Abbreviations
CDC:
Centers for Disease Control and Prevention
ECDC:
European Centre for Disease Prevention and Control
ESGE:
European Society of Gastrointestinal Endoscopy
ESGENA:
European Society of Gastroenterology and Endoscopy Nurses and Associates
FFP:
filtering facepiece
HCP:
healthcare professional
INAAT:
isothermal nucleic acid amplification
IDSA:
Infectious Diseases Society of America
IPC:
infection prevention and control
PCR:
polymerase chain reaction
PPE:
personal protective equipment
SARS-CoV-2:
severe acute respiratory syndrome coronavirus 2
WHO:
World Health Organization
Introduction
The ongoing COVID-19 pandemic has entered a new phase following the introduction and
availability of highly effective vaccination therapies that have modified the epidemiology
of severe disease [1]
[2]
[3]
[4]
[5]. Conversely, viral variants (e. g. the Delta variant) with increased transmissibility
have developed and become dominant drivers of the pandemic in Europe and throughout
the world. This has led to uncertainty regarding infection prevention, viral control
strategies, and vaccination regimens [6]. In Europe, as of October 2021, vaccination rollout, with complete double-dose immunization
status, has reached 73.5 % of the population, although with a high intercountry variability
(ranging from 25 % to 95 %) [7]. In some countries, the administration of a third (“booster”) dose has been initiated
for individuals considered at high risk of negative outcomes from COVID-19 [8]

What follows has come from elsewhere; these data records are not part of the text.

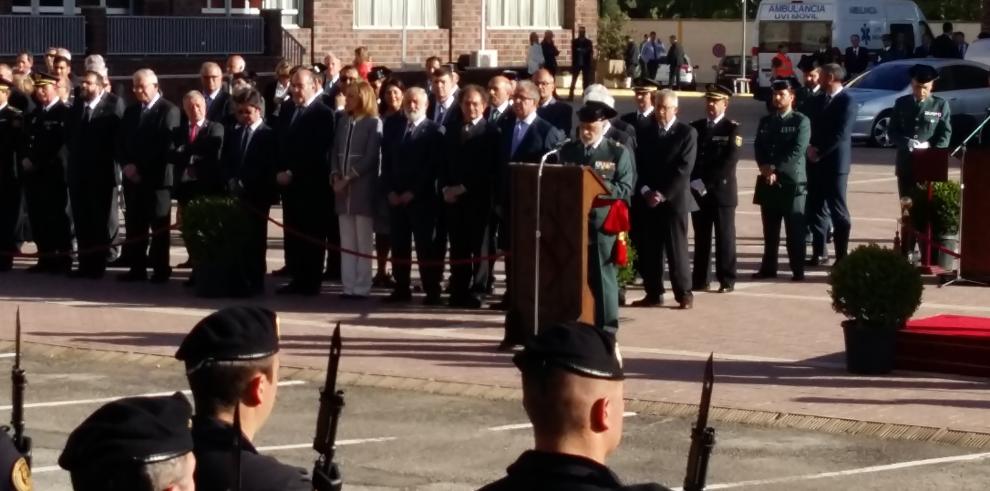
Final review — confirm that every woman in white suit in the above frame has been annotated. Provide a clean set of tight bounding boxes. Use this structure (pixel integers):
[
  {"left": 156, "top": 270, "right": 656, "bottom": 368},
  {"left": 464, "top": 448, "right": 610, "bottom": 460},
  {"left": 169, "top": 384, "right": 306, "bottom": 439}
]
[{"left": 330, "top": 81, "right": 382, "bottom": 299}]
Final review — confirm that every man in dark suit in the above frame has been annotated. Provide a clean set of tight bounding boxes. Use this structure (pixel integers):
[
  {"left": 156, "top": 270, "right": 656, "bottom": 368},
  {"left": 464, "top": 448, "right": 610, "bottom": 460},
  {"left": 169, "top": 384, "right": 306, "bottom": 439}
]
[
  {"left": 222, "top": 90, "right": 278, "bottom": 293},
  {"left": 0, "top": 79, "right": 24, "bottom": 272},
  {"left": 667, "top": 36, "right": 687, "bottom": 90},
  {"left": 276, "top": 69, "right": 340, "bottom": 295},
  {"left": 199, "top": 61, "right": 234, "bottom": 126},
  {"left": 632, "top": 89, "right": 698, "bottom": 309},
  {"left": 67, "top": 69, "right": 124, "bottom": 278},
  {"left": 117, "top": 69, "right": 181, "bottom": 283},
  {"left": 492, "top": 80, "right": 566, "bottom": 350},
  {"left": 690, "top": 84, "right": 742, "bottom": 293},
  {"left": 381, "top": 87, "right": 444, "bottom": 305},
  {"left": 565, "top": 26, "right": 595, "bottom": 102},
  {"left": 20, "top": 73, "right": 72, "bottom": 274},
  {"left": 805, "top": 63, "right": 857, "bottom": 266},
  {"left": 426, "top": 65, "right": 464, "bottom": 128},
  {"left": 439, "top": 85, "right": 500, "bottom": 308},
  {"left": 533, "top": 68, "right": 572, "bottom": 135},
  {"left": 845, "top": 34, "right": 870, "bottom": 79}
]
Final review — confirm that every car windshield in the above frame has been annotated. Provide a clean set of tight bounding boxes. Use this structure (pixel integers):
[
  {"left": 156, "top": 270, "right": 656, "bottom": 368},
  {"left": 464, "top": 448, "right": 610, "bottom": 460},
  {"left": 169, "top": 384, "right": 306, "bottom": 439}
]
[{"left": 848, "top": 65, "right": 911, "bottom": 92}]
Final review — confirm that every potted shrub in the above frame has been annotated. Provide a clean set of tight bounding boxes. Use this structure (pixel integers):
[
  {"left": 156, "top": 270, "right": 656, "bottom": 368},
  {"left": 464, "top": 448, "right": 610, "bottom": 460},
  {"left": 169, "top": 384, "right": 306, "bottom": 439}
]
[
  {"left": 911, "top": 181, "right": 962, "bottom": 270},
  {"left": 828, "top": 244, "right": 923, "bottom": 374},
  {"left": 182, "top": 196, "right": 251, "bottom": 297}
]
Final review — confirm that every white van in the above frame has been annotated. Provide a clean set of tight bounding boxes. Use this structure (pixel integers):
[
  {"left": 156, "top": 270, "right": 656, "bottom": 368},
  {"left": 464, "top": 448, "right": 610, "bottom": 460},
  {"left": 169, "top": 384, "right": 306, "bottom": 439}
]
[{"left": 753, "top": 0, "right": 927, "bottom": 93}]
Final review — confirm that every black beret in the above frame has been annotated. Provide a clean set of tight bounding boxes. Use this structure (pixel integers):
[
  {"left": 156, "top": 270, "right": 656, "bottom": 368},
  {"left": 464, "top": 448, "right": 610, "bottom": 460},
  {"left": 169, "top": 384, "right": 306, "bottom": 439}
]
[
  {"left": 705, "top": 84, "right": 732, "bottom": 99},
  {"left": 512, "top": 322, "right": 625, "bottom": 380},
  {"left": 0, "top": 429, "right": 31, "bottom": 491},
  {"left": 770, "top": 77, "right": 801, "bottom": 91},
  {"left": 908, "top": 63, "right": 938, "bottom": 84},
  {"left": 175, "top": 306, "right": 278, "bottom": 372},
  {"left": 578, "top": 101, "right": 619, "bottom": 123},
  {"left": 633, "top": 77, "right": 662, "bottom": 92},
  {"left": 58, "top": 392, "right": 193, "bottom": 475}
]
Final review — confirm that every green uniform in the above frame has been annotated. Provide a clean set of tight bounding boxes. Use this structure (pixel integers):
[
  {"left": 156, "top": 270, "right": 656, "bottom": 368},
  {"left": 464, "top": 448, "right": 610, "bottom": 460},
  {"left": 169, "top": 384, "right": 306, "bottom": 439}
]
[
  {"left": 888, "top": 94, "right": 952, "bottom": 196},
  {"left": 560, "top": 138, "right": 636, "bottom": 332},
  {"left": 753, "top": 111, "right": 811, "bottom": 277}
]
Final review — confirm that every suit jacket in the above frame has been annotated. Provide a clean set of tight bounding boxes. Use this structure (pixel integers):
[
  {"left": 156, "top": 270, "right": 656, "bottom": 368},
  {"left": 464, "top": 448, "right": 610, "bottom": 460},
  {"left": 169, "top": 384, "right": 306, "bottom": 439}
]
[
  {"left": 171, "top": 120, "right": 226, "bottom": 194},
  {"left": 635, "top": 121, "right": 698, "bottom": 213},
  {"left": 808, "top": 90, "right": 858, "bottom": 174},
  {"left": 278, "top": 98, "right": 334, "bottom": 192},
  {"left": 67, "top": 92, "right": 124, "bottom": 187},
  {"left": 117, "top": 97, "right": 181, "bottom": 189},
  {"left": 221, "top": 123, "right": 278, "bottom": 211},
  {"left": 536, "top": 100, "right": 574, "bottom": 135},
  {"left": 691, "top": 117, "right": 742, "bottom": 206},
  {"left": 439, "top": 118, "right": 501, "bottom": 206},
  {"left": 845, "top": 46, "right": 870, "bottom": 74},
  {"left": 381, "top": 117, "right": 443, "bottom": 205}
]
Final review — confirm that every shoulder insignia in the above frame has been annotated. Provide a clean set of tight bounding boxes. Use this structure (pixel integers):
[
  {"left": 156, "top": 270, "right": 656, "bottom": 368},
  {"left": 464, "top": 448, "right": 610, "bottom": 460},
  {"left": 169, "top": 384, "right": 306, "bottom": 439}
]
[{"left": 10, "top": 457, "right": 32, "bottom": 491}]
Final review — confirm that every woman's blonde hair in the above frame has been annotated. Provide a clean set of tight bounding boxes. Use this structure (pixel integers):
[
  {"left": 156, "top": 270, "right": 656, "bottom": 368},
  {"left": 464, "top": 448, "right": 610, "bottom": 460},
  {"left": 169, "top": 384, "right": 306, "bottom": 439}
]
[{"left": 344, "top": 80, "right": 378, "bottom": 118}]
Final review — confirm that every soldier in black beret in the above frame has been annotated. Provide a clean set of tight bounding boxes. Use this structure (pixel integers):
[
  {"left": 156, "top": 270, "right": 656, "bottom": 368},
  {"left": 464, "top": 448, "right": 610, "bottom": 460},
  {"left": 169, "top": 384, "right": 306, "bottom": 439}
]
[
  {"left": 175, "top": 307, "right": 312, "bottom": 491},
  {"left": 481, "top": 322, "right": 668, "bottom": 491},
  {"left": 60, "top": 392, "right": 196, "bottom": 491}
]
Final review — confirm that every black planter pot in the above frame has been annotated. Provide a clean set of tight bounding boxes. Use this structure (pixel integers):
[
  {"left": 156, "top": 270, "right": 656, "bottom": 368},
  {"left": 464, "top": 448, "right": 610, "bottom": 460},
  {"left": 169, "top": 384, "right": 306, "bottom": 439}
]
[
  {"left": 193, "top": 263, "right": 251, "bottom": 298},
  {"left": 842, "top": 320, "right": 897, "bottom": 375}
]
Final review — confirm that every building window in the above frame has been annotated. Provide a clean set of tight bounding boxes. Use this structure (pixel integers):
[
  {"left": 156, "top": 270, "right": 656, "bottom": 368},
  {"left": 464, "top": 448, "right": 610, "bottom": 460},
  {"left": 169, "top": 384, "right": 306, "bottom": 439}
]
[
  {"left": 354, "top": 0, "right": 440, "bottom": 29},
  {"left": 203, "top": 0, "right": 302, "bottom": 28},
  {"left": 486, "top": 0, "right": 564, "bottom": 29}
]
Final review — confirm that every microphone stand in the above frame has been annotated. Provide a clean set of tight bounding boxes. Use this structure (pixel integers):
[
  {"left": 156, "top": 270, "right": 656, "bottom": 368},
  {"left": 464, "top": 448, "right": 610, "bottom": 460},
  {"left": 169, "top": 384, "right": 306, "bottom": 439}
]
[
  {"left": 928, "top": 109, "right": 990, "bottom": 288},
  {"left": 533, "top": 138, "right": 571, "bottom": 336}
]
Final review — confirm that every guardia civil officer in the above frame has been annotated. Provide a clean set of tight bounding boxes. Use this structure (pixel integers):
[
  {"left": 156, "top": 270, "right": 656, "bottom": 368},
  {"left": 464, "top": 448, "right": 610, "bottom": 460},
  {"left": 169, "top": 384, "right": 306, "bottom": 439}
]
[
  {"left": 481, "top": 322, "right": 668, "bottom": 491},
  {"left": 889, "top": 64, "right": 952, "bottom": 201},
  {"left": 560, "top": 101, "right": 636, "bottom": 332},
  {"left": 691, "top": 84, "right": 742, "bottom": 293},
  {"left": 58, "top": 392, "right": 198, "bottom": 491},
  {"left": 19, "top": 73, "right": 72, "bottom": 274},
  {"left": 0, "top": 79, "right": 24, "bottom": 272},
  {"left": 753, "top": 79, "right": 811, "bottom": 281},
  {"left": 175, "top": 307, "right": 312, "bottom": 491}
]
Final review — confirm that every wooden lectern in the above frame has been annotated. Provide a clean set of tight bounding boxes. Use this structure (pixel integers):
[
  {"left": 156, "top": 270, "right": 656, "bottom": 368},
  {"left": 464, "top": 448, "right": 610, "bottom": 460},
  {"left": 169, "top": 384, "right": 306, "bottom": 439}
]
[
  {"left": 959, "top": 148, "right": 990, "bottom": 282},
  {"left": 505, "top": 164, "right": 608, "bottom": 344}
]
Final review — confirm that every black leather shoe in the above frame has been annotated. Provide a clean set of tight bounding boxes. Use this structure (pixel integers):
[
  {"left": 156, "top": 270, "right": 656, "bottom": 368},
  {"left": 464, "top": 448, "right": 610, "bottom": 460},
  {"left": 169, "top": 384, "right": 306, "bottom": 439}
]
[{"left": 629, "top": 295, "right": 663, "bottom": 307}]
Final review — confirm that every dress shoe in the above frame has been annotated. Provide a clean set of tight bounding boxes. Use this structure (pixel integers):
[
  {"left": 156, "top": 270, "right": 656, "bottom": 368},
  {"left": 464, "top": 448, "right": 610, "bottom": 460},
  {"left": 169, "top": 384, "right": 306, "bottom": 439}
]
[
  {"left": 117, "top": 269, "right": 148, "bottom": 282},
  {"left": 630, "top": 296, "right": 663, "bottom": 307},
  {"left": 382, "top": 290, "right": 412, "bottom": 303}
]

[9]. It must also be noted that currently, COVID-19 vaccination rollout is highly imbalanced
between high- and low-income countries, with vaccinated population percentages in
the latter being as low as 1 % [10]. This has prompted a flow of vaccines into these areas of the world, where strategies
for endoscopy resumption and procedure scheduling should be adapted to local epidemiology
and regional risk stratifications. For such affected regions of the world, please
refer to World Health Organization (WHO) guidelines and guidance documents from the
European Society of Gastrointestinal Endoscopy and the European Society of Gastroenterology
and Endoscopy Nurses and Associates (ESGE-ESGENA) and their adaptations to low-resources
settings [11]
[12]
[13]
[14]
[15].
Despite the worldwide introduction of COVID-19 vaccinations, gastrointestinal (GI)
endoscopy continues to entail a significant risk of infection and morbidity from COVID-19,
for both health care professionals (HCPs) and patients. Infection prevention and control
(IPC) has been shown to be dramatically effective in assuring the safety of both patients
and HCPs [16]
[17]. ESGE (www.esge.com) and ESGENA (www.esgena.org) continue to join forces in this
updated Position Statement, to provide ongoing guidance during the pandemic to help
assure the highest level of GI endoscopy care and protection against COVID-19 for
both our patients and endoscopy unit personnel. This guidance is based upon the best
available evidence in the current context of COVID-19 vaccines and SARS-CoV-2 viral
variants.
Methods
As in our previous ESGE-ESGENA Position Statements on GI endoscopy and COVID-19 [14]
[15], a PubMed/MEDLINE search was performed once again, using “severe acute respiratory
distress syndrome coronavirus 2,” “COVID-19,” “endoscopy, digestive system endoscopy,”
“gastrointestinal endoscopic examination, therapy,” “vaccination”, and “viral variants”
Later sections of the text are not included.